Integrate \[\int \frac{x \ \cos^{-1} x}{\sqrt{(1-x^2)}}\]

Answer 1

By parts

Answer 2

I took Cos^-1x as 1st function & x/sqrt(1-x^2) as 2nd

Answer 3

\[y=\cos^{-1}(x) => \cos(y)=x => -\sin(y) dy= dx\]

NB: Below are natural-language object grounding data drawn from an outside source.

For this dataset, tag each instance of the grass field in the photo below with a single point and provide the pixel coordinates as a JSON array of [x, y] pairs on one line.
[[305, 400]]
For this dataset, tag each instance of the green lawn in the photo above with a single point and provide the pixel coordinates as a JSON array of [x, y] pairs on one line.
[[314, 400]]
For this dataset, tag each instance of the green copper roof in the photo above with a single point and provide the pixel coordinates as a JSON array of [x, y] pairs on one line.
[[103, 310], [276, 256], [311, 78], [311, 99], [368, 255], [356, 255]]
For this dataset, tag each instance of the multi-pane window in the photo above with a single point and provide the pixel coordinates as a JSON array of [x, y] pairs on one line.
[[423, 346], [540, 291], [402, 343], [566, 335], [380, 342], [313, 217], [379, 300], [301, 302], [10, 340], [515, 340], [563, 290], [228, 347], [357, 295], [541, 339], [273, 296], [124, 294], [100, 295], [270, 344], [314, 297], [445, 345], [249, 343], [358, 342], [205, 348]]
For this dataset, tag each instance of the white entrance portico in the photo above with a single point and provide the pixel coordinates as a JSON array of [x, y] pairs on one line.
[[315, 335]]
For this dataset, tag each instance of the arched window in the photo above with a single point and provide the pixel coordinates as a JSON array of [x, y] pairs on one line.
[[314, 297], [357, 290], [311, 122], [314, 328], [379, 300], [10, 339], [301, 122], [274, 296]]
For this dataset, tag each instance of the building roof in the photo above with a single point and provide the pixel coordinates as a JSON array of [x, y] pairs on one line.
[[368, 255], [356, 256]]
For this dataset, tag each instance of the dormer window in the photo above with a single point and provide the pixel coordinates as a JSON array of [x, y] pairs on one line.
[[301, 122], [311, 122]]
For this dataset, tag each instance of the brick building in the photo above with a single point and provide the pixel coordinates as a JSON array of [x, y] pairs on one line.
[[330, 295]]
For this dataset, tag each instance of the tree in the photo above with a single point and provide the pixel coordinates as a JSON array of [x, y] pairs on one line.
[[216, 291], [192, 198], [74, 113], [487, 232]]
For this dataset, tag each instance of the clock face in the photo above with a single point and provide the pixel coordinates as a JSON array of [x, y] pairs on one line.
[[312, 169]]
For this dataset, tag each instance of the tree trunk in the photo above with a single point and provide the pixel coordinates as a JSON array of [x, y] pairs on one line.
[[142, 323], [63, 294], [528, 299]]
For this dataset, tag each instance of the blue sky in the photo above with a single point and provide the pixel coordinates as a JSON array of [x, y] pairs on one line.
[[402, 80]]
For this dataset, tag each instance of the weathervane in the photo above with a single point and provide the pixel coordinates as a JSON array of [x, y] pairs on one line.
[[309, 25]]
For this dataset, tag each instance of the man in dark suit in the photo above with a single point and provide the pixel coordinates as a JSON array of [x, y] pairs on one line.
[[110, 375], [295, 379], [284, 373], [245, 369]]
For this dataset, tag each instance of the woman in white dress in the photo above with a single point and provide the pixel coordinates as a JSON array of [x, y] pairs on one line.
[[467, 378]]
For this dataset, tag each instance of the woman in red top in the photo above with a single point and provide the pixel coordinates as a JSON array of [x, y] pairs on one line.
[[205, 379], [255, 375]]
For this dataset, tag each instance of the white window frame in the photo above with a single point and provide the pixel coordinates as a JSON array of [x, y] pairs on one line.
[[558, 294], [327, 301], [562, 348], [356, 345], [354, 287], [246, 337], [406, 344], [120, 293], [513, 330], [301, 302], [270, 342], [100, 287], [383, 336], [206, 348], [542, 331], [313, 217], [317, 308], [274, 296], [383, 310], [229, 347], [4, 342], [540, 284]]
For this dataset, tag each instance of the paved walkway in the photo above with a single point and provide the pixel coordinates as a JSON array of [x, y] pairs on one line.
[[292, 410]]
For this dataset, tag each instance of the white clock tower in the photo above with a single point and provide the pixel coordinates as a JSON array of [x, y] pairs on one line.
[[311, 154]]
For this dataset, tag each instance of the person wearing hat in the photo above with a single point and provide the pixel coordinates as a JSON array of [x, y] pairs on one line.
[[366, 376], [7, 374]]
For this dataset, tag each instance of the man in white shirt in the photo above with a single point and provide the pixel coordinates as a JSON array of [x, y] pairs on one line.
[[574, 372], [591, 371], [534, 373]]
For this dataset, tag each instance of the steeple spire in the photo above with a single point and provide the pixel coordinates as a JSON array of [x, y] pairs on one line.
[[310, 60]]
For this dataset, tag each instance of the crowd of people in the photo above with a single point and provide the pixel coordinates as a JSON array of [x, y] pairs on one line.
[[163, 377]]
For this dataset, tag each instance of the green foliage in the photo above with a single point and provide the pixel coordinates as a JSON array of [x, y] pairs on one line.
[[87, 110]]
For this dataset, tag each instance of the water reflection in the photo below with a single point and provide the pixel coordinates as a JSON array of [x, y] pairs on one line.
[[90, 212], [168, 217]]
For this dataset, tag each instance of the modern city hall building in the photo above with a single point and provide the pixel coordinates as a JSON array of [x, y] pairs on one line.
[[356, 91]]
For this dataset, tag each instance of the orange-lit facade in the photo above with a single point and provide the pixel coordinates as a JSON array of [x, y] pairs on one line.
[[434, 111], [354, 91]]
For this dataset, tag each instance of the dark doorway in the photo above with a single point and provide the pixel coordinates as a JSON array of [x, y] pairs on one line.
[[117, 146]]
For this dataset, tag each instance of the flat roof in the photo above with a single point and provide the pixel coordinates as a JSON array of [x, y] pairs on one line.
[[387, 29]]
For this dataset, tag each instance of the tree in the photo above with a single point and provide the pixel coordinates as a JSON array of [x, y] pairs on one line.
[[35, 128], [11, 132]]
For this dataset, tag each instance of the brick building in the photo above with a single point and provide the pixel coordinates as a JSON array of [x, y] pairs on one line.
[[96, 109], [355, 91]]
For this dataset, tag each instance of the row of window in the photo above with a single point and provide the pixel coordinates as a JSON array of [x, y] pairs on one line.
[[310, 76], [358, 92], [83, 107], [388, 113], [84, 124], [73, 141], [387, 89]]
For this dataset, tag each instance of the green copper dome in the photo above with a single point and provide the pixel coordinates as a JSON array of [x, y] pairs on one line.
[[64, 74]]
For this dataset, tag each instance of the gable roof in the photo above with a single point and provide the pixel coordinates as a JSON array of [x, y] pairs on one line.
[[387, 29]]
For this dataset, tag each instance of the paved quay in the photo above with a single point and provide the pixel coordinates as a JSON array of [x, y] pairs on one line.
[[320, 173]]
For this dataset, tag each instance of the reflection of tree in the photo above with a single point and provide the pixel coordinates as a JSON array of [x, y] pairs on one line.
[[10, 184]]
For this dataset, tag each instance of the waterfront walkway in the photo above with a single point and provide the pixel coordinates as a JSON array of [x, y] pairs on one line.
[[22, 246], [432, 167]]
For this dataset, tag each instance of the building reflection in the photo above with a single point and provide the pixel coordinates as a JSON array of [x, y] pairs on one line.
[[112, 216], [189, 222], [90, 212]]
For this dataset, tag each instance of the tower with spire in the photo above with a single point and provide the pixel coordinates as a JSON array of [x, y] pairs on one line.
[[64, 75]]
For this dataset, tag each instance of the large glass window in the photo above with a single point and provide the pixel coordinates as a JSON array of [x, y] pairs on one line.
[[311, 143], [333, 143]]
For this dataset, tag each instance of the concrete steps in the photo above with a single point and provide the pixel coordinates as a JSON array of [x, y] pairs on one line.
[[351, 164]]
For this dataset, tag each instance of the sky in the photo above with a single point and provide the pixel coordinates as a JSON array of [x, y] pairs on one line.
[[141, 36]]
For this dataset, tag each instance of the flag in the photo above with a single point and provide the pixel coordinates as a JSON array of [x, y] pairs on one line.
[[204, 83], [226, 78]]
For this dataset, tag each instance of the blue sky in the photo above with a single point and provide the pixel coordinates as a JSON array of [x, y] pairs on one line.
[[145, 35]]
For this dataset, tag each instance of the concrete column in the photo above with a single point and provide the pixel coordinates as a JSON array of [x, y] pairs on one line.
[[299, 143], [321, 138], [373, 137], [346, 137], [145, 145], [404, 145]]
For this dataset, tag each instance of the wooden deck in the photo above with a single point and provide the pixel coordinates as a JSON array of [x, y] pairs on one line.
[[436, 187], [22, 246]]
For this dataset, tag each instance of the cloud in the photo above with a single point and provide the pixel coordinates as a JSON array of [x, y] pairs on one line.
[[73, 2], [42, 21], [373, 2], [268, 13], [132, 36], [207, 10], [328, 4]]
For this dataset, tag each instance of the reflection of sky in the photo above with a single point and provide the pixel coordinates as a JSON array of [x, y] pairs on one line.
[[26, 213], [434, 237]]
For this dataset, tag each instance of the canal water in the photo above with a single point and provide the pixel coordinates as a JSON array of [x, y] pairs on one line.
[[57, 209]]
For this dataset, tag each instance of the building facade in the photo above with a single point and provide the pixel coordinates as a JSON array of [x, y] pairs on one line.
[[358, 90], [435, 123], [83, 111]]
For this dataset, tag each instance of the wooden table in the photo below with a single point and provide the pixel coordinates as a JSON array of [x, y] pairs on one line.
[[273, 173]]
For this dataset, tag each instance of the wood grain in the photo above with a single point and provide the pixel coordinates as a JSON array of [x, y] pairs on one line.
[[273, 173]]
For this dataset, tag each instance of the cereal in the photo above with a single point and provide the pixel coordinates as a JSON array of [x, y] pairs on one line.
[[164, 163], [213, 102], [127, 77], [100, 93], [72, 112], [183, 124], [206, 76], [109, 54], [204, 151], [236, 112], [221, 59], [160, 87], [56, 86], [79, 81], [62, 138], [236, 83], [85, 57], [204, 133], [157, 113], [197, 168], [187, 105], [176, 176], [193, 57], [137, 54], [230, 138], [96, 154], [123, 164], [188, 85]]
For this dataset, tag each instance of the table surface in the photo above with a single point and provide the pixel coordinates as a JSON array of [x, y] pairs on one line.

Recall cos(y)=x/1 (=adj/hyp)

pretend we drew a right triangle labeling the adj side to angle y x
the hyp 1 and we use the Pythagorean thm to find the opposite side to angle y

\[- \sqrt{1-x^2} dy =dx => dy=\frac{dx}{-\sqrt{1-x^2}}\]
So we have
\[-\int\limits_{}^{}\cos(y) \cdot y dy\]
I like this form to integrate more...

Answer 4

\[-\sin(y) \cdot y - \int\limits_{}^{} -\sin(y) dy=-\sin(y) \cdot y-\cos(y)+C\]

Answer 5

Hm okay But the answer is different

Answer 6

\[- \frac{\sqrt{1-x^2}}{1} \cdot \cos^{-1}(x)-x+C\]

Answer 7

Using the right triangle I was able to put it back in terms of x

Answer 8

Lol yeah ,Thats the answer

Answer 9

Can you show me another method ? If you dont mind , this is confusing me a bit

Answer 10

Its okay wait , i'll just go through this again

Answer 11

\[- \sqrt{1-x^2} dy =dx \] How did you get this ?

Answer 12

The part where I drew a right triangle?